I componenti della delegazione di negoziatori colombiani impegnati a portare avanti lo storico processo di pace per porre fine agli oltre 35 anni di guerra civile del paese sudamericano, in questi giorni in visita ufficiale in alcuni paesi d’Europa (Svezia, Norvegia, Francia, Italia, Vaticano, Spagna e Svizzera) hanno lasciato l’Italia con un solo rammarico.

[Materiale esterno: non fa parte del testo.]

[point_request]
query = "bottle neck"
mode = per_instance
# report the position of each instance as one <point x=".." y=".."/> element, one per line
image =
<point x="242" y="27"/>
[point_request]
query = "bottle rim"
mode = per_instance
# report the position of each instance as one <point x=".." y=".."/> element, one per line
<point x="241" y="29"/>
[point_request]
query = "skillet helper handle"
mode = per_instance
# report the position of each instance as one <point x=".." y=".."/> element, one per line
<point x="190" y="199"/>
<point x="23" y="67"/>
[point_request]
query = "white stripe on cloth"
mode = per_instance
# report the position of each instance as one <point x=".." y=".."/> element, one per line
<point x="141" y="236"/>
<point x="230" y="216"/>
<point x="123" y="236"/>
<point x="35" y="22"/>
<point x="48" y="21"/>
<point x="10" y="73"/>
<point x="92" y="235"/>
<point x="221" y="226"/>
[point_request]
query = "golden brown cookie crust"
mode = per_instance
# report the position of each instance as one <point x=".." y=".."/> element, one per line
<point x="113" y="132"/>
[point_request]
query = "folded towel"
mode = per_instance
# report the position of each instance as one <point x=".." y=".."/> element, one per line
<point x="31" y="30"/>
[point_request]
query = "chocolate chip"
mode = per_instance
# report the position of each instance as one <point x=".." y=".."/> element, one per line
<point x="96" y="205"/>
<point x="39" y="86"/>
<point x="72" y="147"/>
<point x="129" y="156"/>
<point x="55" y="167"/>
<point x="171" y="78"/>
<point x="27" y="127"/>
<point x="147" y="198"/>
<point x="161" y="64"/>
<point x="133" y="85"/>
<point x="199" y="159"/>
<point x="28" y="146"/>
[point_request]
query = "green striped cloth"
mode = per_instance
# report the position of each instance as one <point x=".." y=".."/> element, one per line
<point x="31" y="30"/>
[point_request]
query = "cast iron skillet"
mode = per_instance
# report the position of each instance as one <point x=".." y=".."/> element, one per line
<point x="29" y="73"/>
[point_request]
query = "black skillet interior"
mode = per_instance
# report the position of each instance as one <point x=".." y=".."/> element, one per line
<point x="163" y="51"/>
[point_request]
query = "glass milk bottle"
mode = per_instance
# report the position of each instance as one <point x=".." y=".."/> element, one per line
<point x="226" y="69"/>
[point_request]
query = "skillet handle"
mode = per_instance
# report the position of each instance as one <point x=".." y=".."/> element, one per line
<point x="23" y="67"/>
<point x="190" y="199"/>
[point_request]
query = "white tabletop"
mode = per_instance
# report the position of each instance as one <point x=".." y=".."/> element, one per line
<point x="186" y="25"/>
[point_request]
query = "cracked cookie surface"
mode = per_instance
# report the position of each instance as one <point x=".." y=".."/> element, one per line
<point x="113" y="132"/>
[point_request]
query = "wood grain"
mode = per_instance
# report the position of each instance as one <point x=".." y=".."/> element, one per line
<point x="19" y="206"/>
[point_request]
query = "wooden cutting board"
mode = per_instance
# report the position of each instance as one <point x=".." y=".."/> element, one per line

«Un’agenda talmente fitta di impegni e incontri che non abbiamo avuto il tempo per visitare questa splendida Roma» come ammetteva ieri mattina un malinconico Ivan Rios, esponente delle Forze Armate rivoluzionarie (Farc-Ep) e coordinatore del Comitato tematico nei negoziati, mentre il gruppo lasciava (a piedi e senza scorta!) la residenza segreta nel centro della capitale.

 

Per il resto il bilancio del tour europeo «è molto positivo» concordano sia Victor Ricardo, alto commissario per la pace del governo di Andreas Pastrana, che Raul Reyes, portavoce delle Farc al tavolo negoziale: «abbiamo ricevuto segnali importanti da tutti i nostri interlocutori» si è lasciato andare Ricardo. La delegazione “di pace” colombiana, composta da sei membri delle Farc (con Reyes ci sono Joaquin Gomez, Fabian Ramirez, Ivan Rios, Simon Trinidad, Felipe Rincon e Olga Lucia Marin) e da cinque esponenti delle istituzioni e del governo (Victor Ricardo, i negoziatori Camilo Gomez, Fabio Valencia e Juan Uribe, il vicepresidente del Senato, Siro Ramirez e il vicepresidente della Camera, Luis Guerra), da due settimane è impegnata in incontri ad alto livello presso alcuni governi e realtà produttive europee, una missione con lo scopo “ufficiale” di studiare modelli politici ed economici, ma che in  sostanza rappresenta una fase decisiva del dialogo in corso a San Vincente del Caguan, dove prosegue il processo di pace nonostante in molte zone del paese Farc ed esercito continuino a spararsi addosso.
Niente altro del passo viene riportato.